Barbara Lavernos: I’ve been asked this question so many times. For many years, I was ill at ease with it because I felt like what made me feel “different” was people always asking me the question, when I wasn’t even asking it myself. I grew up in an egalitarian family. I felt at home in engineering school. I’ve always worked with men without feeling discriminated against. I never felt like I had to fight to prove my legitimacy. And I’ve always had a negative reaction to victimization rhetoric, particularly when it comes to work-life balance (personal choices regarding family organization are obviously key to professional success! My husband understands this and supports me…). Today I see things a little differently. The existence of the glass ceiling has scientifically proven. We have figures and logical explanations. We have identified the mechanisms that prevent women from regularly attaining top positions. It’s much more comfortable to talk about the topic with a thorough analysis than to share one’s own story. As a result, I am much more willing to discuss the issue today. As long as people don’t ask me if there’s such a thing as “male leadership” and “female leadership”. What a ridiculous question!

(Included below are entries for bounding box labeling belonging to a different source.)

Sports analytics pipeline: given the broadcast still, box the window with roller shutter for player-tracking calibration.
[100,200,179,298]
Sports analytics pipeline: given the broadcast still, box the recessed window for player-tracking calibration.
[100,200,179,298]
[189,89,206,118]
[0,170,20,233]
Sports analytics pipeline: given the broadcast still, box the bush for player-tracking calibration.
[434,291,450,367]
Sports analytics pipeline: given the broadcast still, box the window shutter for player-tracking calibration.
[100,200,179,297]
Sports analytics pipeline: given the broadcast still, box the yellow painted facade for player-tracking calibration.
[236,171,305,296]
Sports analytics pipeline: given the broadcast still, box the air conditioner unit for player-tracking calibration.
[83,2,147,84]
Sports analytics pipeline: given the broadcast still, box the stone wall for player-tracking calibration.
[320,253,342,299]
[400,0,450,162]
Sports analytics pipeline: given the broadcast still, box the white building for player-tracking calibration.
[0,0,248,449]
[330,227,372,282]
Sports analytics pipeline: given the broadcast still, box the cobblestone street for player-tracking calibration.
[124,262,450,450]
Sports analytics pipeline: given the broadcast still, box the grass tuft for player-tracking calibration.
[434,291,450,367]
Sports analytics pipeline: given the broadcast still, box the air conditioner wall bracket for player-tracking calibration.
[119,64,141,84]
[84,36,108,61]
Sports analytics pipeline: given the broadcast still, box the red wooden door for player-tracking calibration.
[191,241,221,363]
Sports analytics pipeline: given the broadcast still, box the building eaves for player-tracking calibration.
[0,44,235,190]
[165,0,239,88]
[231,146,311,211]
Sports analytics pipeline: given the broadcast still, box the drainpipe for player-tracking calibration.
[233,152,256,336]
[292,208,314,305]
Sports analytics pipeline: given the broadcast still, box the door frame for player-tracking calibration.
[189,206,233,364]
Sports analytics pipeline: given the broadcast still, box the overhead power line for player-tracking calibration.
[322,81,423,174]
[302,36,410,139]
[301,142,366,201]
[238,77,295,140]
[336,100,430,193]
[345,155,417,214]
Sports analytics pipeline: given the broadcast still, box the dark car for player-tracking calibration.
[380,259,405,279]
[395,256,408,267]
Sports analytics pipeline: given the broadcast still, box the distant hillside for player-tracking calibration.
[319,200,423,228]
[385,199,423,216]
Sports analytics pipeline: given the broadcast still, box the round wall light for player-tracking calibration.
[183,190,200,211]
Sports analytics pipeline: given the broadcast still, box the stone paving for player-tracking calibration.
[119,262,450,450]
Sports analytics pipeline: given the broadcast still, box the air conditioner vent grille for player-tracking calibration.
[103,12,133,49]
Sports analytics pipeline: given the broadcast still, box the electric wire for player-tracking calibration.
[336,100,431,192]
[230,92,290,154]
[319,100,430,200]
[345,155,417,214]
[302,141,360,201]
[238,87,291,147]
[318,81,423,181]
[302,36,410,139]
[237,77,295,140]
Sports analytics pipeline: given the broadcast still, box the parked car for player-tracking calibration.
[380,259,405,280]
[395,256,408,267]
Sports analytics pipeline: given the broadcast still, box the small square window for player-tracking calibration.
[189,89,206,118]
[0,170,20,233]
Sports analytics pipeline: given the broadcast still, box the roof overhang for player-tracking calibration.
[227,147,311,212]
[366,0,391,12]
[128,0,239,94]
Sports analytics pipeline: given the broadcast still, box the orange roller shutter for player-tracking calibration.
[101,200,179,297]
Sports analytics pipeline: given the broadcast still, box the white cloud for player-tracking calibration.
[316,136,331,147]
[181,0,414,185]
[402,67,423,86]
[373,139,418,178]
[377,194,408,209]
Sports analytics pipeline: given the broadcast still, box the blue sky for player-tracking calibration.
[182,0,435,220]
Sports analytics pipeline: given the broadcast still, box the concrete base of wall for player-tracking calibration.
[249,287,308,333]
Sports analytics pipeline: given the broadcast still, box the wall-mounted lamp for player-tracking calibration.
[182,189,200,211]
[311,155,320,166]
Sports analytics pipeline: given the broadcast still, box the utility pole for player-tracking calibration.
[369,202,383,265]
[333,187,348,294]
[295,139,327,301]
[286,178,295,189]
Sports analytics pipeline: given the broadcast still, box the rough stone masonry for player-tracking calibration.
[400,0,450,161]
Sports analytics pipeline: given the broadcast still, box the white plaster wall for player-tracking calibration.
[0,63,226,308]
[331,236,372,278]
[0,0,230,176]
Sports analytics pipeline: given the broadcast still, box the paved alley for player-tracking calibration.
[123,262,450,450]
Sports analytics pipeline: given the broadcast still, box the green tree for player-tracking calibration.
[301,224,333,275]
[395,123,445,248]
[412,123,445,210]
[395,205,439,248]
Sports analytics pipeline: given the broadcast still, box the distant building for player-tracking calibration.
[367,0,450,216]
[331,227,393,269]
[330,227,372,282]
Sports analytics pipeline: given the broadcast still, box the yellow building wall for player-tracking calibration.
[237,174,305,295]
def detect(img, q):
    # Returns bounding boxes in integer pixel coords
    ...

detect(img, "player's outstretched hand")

Even if your story doesn’t tell the whole truth on a social issue, isn’t still it important for you to share it as a role model?
Barbara Lavernos: Yes, we all need role models. I can say so with conviction given that when I held my first management position, the only model of a woman in power I could find was of the bloodthirsty, shoulder-paded working girl. I had no desire to be anything like her. I think it’s important to have a variety of different role models, so that everyone can find their own style, without having to conform to a single norm. For me, part of a role model’s job is to demystify power by talking about his or her experiences, including hesitations, failures, fears, times when he or she was sure things wouldn’t work out…but then they did, because he or she gathered all their courage, dared to take risks, and to brave the unknown!
Do you think this kind of humility, accessibility and simplicity are important qualities for the leaders of tomorrow? What other qualities do you think are key?
Barbara Lavernos: The leaders of tomorrow will first need to ensure the transition from old leadership models to the newer ones expected by younger generations. It’s not an easy task, because the people who are in charge today learned that legitimacy comes from technical skills, that processes are king, and that control is management’s raison d’être. We need to make a real shift, though that doesn’t mean we should do anything in the name of agility: obviously processes are necessary and must be followed, just as skills and expertise are required to succeed with complex projects. What’s different is the way we motivate teams, guide them, help their creativity blossom and stimulate them, the idea of teamwork. Transparency, sharing, loyalty to one’s own values and to the organization’s values, and proximity are critical qualities for positive and effective leaders.
Interview by Marie Donzel, for online magazine EVE. With help from Aurélie Gasnier.